Danach ging es bis zum Talschluss sehr ruhig weite. Eine angenehme Ruhe, die für den Kopf sehr entspannend war. Nach der zweiten Labestation am Arrezjoch folgte ein wunderschöner Anstieg bis zur Ochsenscharte, dem höchsten Punkt des Tages auf 2787 hm. Um uns herum ragten 3000er in die Höhe, die steinige Landschaft wurde von glasklaren Gebirgsseen aufgelockert. Ein Traum.
Körperlich war ich heute verhältnismäßig wirklich fit, sodass mir der anschließende Abstieg keine allzu großen Schmerzen bereitete. Es tat sogar ganz gut, auf der Forststraße ohne viel zu denken einfach dahinzulaufen. Es kann allerdings auch sein, dass ich mich an die Wehwehchen mittlerweile einfach gewöhnt hatte. Sie gehören einfach dazu. Und man schafft es auch irgendwie. Petra war schon seit 30 Kilometern mit Schmerzen im Fuß unterwegs. Wenn man darüber nachdenkt, kann man es wohl nur schwer nachvollziehen, wie das geht. Humor ist auf jeden Fall eine wichtige Komponente, die es ein bisschen leichter macht. Daher versuchte ich auch, sie immer wieder abzulenken. Blödsinn zu reden viel mir mittlerweile ohnehin nicht mehr besonders schwer. „Herr, lass neue Knie und Fußplatten regnen“ war heute unser Wunsch.

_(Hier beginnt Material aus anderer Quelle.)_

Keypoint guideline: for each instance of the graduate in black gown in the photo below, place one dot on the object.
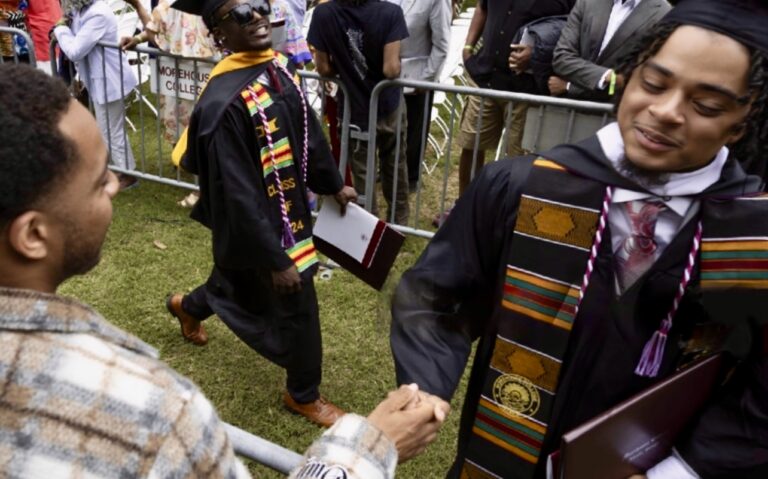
(256, 147)
(594, 270)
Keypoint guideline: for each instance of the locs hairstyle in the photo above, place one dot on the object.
(751, 150)
(34, 154)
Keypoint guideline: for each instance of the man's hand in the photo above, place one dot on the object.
(288, 281)
(126, 43)
(557, 86)
(410, 419)
(465, 54)
(344, 196)
(519, 57)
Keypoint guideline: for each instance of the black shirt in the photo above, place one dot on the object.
(489, 68)
(354, 37)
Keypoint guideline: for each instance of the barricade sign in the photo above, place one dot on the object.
(185, 78)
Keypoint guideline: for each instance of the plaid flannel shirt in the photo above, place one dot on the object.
(81, 398)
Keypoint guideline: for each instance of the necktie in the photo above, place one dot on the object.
(637, 251)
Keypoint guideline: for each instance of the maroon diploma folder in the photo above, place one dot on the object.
(376, 244)
(638, 433)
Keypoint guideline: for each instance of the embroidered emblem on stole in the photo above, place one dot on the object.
(556, 223)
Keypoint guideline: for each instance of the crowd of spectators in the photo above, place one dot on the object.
(617, 231)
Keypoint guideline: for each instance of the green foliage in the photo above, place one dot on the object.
(131, 282)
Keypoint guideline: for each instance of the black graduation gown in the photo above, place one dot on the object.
(240, 207)
(449, 297)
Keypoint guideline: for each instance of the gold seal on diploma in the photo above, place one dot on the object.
(516, 394)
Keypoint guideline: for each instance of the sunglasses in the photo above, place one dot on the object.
(243, 13)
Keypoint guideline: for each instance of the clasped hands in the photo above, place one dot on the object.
(410, 419)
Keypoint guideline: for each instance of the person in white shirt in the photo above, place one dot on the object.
(105, 73)
(422, 55)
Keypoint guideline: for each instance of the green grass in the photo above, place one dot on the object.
(130, 284)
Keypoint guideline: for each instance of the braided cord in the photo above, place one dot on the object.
(653, 352)
(595, 246)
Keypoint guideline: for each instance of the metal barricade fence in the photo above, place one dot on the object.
(157, 110)
(11, 34)
(244, 443)
(548, 121)
(171, 82)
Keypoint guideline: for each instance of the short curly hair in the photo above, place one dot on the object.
(34, 153)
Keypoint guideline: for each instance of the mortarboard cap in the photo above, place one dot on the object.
(743, 20)
(203, 8)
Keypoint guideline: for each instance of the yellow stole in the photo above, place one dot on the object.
(233, 62)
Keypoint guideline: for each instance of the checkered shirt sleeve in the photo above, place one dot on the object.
(353, 448)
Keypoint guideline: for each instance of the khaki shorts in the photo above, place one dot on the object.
(493, 116)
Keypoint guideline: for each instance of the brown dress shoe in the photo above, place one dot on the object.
(192, 329)
(320, 411)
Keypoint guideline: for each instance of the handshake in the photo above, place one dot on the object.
(410, 419)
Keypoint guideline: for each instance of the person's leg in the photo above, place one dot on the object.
(304, 367)
(122, 154)
(358, 161)
(481, 124)
(391, 144)
(191, 310)
(304, 371)
(470, 163)
(515, 121)
(196, 303)
(416, 133)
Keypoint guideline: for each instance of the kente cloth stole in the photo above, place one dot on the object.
(558, 219)
(281, 174)
(556, 225)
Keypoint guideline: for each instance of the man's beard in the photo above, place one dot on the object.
(81, 253)
(642, 176)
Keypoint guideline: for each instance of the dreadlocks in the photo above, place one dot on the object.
(752, 148)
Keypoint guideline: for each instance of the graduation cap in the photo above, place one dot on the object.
(203, 8)
(742, 20)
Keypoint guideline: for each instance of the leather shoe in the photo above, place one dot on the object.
(191, 328)
(320, 411)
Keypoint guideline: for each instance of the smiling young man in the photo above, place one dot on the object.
(256, 146)
(597, 269)
(80, 397)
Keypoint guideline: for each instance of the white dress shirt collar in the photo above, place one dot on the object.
(678, 187)
(619, 12)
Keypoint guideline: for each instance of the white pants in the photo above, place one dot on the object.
(44, 66)
(111, 120)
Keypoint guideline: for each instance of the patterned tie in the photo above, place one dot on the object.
(637, 252)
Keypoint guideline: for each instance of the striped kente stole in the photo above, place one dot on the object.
(556, 225)
(734, 274)
(557, 220)
(282, 182)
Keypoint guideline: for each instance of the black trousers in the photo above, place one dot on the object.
(284, 328)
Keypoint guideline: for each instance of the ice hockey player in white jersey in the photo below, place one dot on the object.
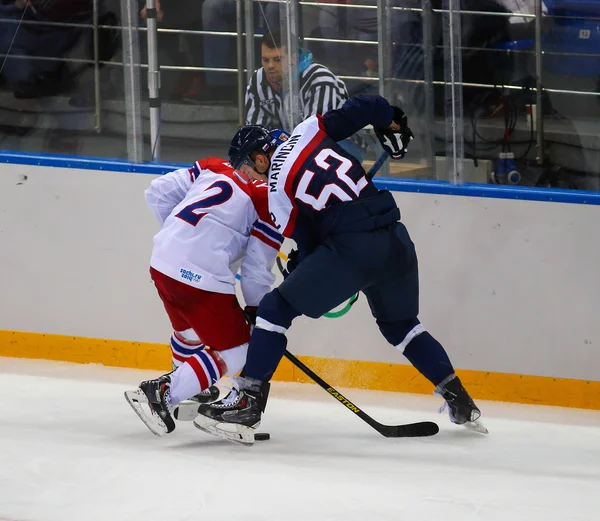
(214, 222)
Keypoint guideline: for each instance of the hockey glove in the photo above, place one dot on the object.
(395, 142)
(292, 263)
(250, 314)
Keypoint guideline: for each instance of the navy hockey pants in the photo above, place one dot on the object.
(380, 263)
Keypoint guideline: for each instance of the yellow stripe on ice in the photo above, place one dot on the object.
(540, 390)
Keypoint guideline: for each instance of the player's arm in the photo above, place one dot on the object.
(390, 122)
(324, 98)
(256, 270)
(167, 191)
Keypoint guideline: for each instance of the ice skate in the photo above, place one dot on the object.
(462, 408)
(209, 395)
(187, 410)
(153, 393)
(236, 417)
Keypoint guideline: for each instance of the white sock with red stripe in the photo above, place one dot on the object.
(203, 369)
(183, 345)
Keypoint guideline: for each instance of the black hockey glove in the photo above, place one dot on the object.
(395, 142)
(292, 263)
(250, 314)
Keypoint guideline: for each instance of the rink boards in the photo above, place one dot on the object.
(509, 286)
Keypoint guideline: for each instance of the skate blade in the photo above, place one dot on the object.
(476, 426)
(228, 431)
(186, 410)
(151, 420)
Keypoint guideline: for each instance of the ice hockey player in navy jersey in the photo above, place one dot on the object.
(349, 238)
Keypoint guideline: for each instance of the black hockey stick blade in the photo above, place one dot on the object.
(409, 430)
(378, 164)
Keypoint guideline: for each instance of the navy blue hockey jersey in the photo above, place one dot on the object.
(311, 176)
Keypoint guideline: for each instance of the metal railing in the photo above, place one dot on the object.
(246, 35)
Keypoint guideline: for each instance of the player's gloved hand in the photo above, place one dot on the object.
(250, 314)
(292, 263)
(397, 136)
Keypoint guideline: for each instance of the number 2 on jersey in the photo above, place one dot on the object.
(192, 213)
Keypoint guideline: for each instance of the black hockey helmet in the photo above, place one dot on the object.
(253, 138)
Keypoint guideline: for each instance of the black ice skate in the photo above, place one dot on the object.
(462, 408)
(187, 410)
(153, 393)
(236, 417)
(209, 395)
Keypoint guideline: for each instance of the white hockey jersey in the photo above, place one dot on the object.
(214, 222)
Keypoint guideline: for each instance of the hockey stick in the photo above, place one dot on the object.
(408, 430)
(377, 165)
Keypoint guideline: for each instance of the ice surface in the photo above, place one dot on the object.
(71, 449)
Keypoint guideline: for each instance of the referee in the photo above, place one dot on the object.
(320, 89)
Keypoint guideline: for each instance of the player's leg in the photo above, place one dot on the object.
(184, 341)
(214, 317)
(320, 282)
(220, 322)
(394, 303)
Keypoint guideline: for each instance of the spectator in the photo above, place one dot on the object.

Die letzte Labestation kam schneller als gedacht und gestärkt marschierten wir den flachen Höhenweg weiter. Der Weg bis nach Samnaun zog sich dann allerdings ziemlich. Nach jeder Kurve vermuteten wir das Ziel, aber immer wieder sahen wir irgendwo weit hinten wieder ein Team laufen. Dabei wären wir schon sooo bereit gewesen für den Zieleinlauf. Wir machten das beste aus der Situation und blödelten herum. Es konnte sich schließlich nur noch um Stunden handeln. Selbst als wir das Ortsschild von Samnaun erreichten, war weit und breit kein Ziel zu sehen. Wir kamen am Schild zum TAR-Camp vorbei. Lange konnte es also nicht mehr dauern. Ein weiterer Wiesenweg, ein kleine Anstieg, eine – möglicherweise letzte – Kurve? Nein, weiter Richtung Talschluss erblickten wir wieder zwei Teams, die wohl ebenso kämpften. Das „1 km to go“ Schild war uns diesmal ein Foto wert. Keines hat sich je so vor uns gewehrt wie dieses 🙂
Irgendwann war es dann doch soweit und wir hörten den Zielsprecher. Andere Läufer kamen uns entgegen und munterten uns auf: „Gleich habt ihr’s geschafft“. Und es war wirklich so – der Zielbogen war zu sehen und kurz darauf auch schon durchlaufen. Die Königsetappe war geschafft.
Wir bezogen ein wunderschönes Hotel und es war einfach nur herrlich, dass wir in diesem nun für zwei Nächte untergebracht waren. Die Pastaparty fand auf der Bergstation der Alp Trida statt, wo wir ein wunderschönes Panorama genießen konnten. Generell war Samnaun ein idyllisches Bergdorf, das seine Gäste mit sehr viel Herzlichkeit aufnahm.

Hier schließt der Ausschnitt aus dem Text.